左腕に取り付けられているファング・スラッシャーを取り外し、展開。
類稀なる硬度と切れ味を誇るゾルオルハルコニウム製の刃が飛び出す。
目当てのものを傷つけないように、慎重に装甲を切り開いていく。
「…あった」
腹部を切り開いていくこと数分、エンジンブロックまで到達した。
そう。彼女が求めていたものはEOTの産物、「トロニウム・エンジン」だった。
L5戦役の終戦間近、「オペレーションSRX」の際には
SRXに搭載されているトロニウム・エンジンを暴走させホワイトスターを内部から破壊する作戦も立案されていた。
綿密な分析の末だされた数値は、確かに破壊するに十分な破壊力を秘めていた。
それに比べて若干小型ではあるが、それでも威力はお墨付きである。
これを上手く使えば、「リョウト君の敵」を一掃できる。
万が一仕留め損なったら、その時は直接切り刻めばいい。
なんならカートリッジ内のエネルギーが丸々残っているであろうグラビトン・ライフルで狙撃を試みてもいい。

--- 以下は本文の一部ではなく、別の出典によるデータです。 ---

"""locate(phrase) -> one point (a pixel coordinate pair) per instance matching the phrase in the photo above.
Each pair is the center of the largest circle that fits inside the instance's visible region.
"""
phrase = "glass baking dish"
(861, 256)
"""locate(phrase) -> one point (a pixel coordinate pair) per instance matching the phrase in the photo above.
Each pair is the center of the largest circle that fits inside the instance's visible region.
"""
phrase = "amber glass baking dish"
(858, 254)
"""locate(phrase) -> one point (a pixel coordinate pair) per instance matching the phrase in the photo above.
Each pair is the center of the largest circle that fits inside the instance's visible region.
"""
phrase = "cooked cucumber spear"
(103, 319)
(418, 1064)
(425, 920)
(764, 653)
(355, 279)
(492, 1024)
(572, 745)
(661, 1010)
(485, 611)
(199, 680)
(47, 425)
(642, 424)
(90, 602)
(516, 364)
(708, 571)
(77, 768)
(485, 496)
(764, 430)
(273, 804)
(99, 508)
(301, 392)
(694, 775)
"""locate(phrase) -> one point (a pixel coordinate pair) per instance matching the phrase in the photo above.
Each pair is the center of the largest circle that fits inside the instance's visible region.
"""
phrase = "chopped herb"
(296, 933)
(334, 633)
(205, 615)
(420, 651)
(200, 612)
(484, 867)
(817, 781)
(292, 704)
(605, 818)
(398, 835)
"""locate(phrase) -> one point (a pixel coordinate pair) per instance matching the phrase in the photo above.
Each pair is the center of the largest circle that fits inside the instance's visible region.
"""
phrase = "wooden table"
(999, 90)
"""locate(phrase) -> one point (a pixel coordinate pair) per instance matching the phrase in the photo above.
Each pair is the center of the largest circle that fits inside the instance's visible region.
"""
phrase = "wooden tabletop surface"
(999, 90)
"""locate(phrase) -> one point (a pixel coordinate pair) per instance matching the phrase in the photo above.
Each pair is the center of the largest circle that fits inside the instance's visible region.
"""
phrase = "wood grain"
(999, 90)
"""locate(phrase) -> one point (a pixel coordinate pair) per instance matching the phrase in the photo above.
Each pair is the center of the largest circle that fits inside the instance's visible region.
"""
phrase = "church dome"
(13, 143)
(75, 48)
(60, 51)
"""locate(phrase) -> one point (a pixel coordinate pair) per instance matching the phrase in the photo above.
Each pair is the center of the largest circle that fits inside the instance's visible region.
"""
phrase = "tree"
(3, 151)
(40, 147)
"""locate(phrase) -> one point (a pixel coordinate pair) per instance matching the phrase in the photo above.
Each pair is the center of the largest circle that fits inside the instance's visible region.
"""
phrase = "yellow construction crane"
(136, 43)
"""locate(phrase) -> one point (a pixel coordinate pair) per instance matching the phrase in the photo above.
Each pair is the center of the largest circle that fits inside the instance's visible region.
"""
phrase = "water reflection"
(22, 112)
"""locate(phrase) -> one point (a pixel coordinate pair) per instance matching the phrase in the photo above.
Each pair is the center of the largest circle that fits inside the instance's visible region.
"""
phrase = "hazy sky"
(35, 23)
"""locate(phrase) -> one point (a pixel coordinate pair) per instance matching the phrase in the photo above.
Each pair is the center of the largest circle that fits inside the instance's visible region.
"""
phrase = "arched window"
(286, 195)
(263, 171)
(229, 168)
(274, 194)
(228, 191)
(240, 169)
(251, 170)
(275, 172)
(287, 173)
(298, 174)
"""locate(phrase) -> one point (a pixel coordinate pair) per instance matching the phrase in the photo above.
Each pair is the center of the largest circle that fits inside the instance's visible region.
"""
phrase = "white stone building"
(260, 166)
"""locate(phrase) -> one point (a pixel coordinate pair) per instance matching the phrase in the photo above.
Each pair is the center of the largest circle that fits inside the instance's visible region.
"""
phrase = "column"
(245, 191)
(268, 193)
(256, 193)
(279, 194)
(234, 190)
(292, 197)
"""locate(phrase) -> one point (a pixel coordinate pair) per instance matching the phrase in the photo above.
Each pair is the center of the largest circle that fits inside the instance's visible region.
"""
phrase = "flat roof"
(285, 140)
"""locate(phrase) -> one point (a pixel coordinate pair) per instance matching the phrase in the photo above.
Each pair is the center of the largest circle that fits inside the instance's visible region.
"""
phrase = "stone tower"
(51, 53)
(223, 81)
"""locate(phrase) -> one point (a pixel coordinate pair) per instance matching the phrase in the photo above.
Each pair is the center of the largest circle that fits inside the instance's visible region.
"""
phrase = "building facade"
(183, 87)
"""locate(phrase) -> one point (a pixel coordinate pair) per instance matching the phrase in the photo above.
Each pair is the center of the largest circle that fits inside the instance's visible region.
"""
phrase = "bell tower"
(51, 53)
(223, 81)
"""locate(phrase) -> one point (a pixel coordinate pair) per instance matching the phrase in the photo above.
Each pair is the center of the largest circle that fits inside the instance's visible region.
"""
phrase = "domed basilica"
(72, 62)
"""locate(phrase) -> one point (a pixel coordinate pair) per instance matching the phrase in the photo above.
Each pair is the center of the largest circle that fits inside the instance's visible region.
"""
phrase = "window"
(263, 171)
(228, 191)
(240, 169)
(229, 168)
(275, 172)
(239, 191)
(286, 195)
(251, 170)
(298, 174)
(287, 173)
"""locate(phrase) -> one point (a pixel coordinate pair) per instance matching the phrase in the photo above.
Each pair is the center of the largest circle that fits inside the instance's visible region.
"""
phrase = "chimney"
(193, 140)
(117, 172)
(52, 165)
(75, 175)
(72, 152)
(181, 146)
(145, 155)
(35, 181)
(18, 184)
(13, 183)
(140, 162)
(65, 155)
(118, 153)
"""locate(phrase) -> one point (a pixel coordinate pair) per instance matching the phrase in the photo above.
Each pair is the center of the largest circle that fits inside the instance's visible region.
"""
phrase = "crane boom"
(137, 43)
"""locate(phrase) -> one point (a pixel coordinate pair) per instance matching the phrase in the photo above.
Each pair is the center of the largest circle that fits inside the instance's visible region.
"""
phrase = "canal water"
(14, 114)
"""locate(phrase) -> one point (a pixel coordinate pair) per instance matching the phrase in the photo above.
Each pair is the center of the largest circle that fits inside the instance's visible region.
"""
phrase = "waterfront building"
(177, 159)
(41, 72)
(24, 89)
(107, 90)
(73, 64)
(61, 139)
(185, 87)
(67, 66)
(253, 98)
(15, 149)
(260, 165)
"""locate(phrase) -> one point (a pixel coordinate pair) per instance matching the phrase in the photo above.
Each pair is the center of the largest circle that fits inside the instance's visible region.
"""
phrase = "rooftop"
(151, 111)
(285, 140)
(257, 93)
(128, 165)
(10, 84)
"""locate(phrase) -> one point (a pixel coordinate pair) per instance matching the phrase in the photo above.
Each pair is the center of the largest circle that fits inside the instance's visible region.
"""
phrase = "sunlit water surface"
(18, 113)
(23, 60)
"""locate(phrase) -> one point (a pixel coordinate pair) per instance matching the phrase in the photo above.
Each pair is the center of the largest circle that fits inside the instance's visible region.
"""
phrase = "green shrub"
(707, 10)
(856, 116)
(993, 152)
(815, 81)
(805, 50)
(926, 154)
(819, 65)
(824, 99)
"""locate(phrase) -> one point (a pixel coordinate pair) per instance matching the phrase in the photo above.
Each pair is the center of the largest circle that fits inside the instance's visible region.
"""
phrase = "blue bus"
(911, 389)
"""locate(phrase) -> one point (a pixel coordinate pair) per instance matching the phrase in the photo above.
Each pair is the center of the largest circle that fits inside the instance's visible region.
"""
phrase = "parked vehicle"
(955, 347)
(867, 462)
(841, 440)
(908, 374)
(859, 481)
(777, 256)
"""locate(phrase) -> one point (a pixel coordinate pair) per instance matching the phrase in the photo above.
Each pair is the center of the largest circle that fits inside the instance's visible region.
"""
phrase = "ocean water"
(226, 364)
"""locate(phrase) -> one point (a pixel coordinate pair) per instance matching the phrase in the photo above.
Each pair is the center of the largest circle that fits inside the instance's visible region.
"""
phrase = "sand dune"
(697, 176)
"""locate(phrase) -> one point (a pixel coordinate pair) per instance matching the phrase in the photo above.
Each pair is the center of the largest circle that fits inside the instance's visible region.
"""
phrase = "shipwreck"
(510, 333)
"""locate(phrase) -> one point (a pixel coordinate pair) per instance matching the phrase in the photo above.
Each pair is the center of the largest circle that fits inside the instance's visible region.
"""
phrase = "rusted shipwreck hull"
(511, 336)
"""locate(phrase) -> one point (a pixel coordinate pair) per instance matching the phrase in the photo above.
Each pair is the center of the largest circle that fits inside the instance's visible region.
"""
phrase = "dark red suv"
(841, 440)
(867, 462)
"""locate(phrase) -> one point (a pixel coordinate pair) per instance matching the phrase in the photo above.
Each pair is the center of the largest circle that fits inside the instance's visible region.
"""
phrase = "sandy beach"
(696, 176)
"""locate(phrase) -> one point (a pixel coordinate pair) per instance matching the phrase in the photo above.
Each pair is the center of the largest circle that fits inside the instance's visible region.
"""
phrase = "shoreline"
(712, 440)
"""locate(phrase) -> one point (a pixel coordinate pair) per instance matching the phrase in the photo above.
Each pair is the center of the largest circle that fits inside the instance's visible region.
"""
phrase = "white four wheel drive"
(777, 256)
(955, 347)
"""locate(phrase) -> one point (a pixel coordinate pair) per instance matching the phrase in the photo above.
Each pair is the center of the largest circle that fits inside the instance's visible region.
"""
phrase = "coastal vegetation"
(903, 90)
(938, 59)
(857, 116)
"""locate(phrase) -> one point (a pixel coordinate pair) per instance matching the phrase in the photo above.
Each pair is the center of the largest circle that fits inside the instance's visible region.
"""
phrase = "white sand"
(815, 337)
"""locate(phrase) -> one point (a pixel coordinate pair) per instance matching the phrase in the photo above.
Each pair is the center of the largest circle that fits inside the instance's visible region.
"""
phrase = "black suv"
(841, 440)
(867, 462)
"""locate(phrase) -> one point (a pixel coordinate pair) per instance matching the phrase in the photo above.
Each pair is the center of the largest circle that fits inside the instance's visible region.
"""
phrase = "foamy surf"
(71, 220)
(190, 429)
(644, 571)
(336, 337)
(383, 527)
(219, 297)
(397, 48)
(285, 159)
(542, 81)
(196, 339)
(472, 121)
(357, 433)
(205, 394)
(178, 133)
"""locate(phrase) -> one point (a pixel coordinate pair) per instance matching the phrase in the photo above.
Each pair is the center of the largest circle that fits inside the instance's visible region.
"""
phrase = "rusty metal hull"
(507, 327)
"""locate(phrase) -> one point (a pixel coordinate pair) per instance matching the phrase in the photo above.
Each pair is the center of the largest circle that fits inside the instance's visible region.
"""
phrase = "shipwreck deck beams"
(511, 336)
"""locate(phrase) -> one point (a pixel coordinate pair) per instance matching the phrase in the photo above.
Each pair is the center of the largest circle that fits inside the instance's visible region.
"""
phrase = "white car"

結果自分の命が危険に晒され、最悪死に至る可能性もある。しかし、それが何だというのだ。
どの道一人しか生き残れない。そして、あの場には自分の愛する人の姿があった。ならば、とるべき道は一つではないか。
(リョウト君…あなたのためなら、私はなんだってできるもの)
何処か虚ろな瞳を正面のモニターに向ける。まるでそこに愛しい彼の姿があるかのように。
愛ゆえに壊れてしまった事を、果たして人はそれを不幸と呼ぶのだろうか。
「リョウト君…絶対にあなたを、生きて此処から脱出させるわ…」
死神を駆る少女…リオ・メイロンはそう呟いた。



【リオ=メイロン 搭乗機体:ガンダムデスサイズヘルカスタム(新機動戦記ガンダムW Endless Waltz)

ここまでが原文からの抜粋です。